[PATCH 3/5] riscv: Vector checksum header

Mon Aug 28 11:22:46 PDT 2023

On 2023-08-26 8:26 PM, Charlie Jenkins wrote:
> This patch is not ready for merge as vector support in the kernel is
> limited. However, the code has been tested in QEMU so the algorithms
> do work.

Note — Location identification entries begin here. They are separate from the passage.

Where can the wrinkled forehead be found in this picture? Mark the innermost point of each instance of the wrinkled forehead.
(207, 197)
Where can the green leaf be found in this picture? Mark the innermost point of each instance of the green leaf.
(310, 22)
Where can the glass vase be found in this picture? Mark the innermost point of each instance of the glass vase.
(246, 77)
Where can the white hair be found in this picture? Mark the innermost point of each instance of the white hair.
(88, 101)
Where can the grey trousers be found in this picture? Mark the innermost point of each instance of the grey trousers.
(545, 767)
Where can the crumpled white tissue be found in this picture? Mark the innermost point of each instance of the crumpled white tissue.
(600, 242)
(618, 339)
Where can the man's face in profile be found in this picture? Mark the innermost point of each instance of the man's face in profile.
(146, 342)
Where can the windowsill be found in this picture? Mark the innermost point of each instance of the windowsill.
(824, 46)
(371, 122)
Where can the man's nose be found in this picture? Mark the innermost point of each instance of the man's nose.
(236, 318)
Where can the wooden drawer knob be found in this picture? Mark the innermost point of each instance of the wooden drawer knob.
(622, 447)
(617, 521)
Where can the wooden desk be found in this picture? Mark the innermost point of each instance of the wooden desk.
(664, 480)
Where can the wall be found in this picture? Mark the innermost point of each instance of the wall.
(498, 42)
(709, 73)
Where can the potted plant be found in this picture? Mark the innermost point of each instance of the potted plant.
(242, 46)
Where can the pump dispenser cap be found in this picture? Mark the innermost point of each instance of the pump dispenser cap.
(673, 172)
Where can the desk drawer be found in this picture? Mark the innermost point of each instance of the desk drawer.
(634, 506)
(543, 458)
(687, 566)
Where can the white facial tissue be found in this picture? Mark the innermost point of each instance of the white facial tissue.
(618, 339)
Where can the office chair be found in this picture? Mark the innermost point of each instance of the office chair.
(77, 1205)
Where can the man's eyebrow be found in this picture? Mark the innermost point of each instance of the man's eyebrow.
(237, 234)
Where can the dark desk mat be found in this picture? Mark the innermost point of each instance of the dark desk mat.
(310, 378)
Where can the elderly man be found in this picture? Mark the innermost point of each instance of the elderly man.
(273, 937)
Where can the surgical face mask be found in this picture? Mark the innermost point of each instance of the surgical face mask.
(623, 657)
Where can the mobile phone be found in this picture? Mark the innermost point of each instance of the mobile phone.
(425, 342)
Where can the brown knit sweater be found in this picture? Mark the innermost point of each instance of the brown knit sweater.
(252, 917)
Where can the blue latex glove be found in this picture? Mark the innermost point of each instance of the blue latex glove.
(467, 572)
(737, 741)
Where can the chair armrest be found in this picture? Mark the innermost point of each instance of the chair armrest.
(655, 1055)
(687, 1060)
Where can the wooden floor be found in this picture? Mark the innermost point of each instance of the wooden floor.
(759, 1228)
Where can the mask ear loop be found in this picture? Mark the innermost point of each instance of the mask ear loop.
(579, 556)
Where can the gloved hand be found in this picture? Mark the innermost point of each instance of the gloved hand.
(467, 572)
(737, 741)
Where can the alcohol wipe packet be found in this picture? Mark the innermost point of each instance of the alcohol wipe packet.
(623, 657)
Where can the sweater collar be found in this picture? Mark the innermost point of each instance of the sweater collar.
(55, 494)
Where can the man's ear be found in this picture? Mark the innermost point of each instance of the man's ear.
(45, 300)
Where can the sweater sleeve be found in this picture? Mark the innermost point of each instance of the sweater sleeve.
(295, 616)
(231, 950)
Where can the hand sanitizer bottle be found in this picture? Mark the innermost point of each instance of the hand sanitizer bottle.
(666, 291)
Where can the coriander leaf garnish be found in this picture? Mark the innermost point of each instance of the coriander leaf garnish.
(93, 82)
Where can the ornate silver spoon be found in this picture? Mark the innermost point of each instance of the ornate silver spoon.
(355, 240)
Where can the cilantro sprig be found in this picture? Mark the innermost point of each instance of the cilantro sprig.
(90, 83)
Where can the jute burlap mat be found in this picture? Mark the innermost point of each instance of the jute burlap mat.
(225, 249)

It is written in assembly rather than using the GCC vector
> instrinsics because they did not provide optimal code.
> 
> Signed-off-by: Charlie Jenkins <charlie at rivosinc.com>
> ---
>  arch/riscv/include/asm/checksum.h | 81 +++++++++++++++++++++++++++++++++++++++
>  1 file changed, 81 insertions(+)
> 
> diff --git a/arch/riscv/include/asm/checksum.h b/arch/riscv/include/asm/checksum.h
> index af49b3409576..7e31c0ad6346 100644
> --- a/arch/riscv/include/asm/checksum.h
> +++ b/arch/riscv/include/asm/checksum.h
> @@ -10,6 +10,10 @@
>  #include <linux/in6.h>
>  #include <linux/uaccess.h>
>  
> +#ifdef CONFIG_RISCV_ISA_V
> +#include <riscv_vector.h>
> +#endif
> +
>  /* Default version is sufficient for 32 bit */
>  #ifdef CONFIG_64BIT
>  #define _HAVE_ARCH_IPV6_CSUM
> @@ -36,6 +40,46 @@ static inline __sum16 csum_fold(__wsum sum)
>   *	without the bitmanip extensions zba/zbb.
>   */
>  #ifdef CONFIG_32BIT
> +#ifdef CONFIG_RISCV_ISA_V
> +static inline __sum16 ip_fast_csum(const void *iph, unsigned int ihl)
> +{
> +	vuint64m1_t prev_buffer;
> +	vuint32m1_t curr_buffer;
> +	unsigned int vl;
> +	unsigned int high_result;
> +	unsigned int low_result;
> +
> +	asm("vsetivli x0, 1, e64, ta, ma				\n\t\

The same concerns from patch 1 apply here as well. Vector assembly must be gated
behind an alternative section or a call to has_vector(), so the kernel can fall
back to a non-vector implementation at runtime.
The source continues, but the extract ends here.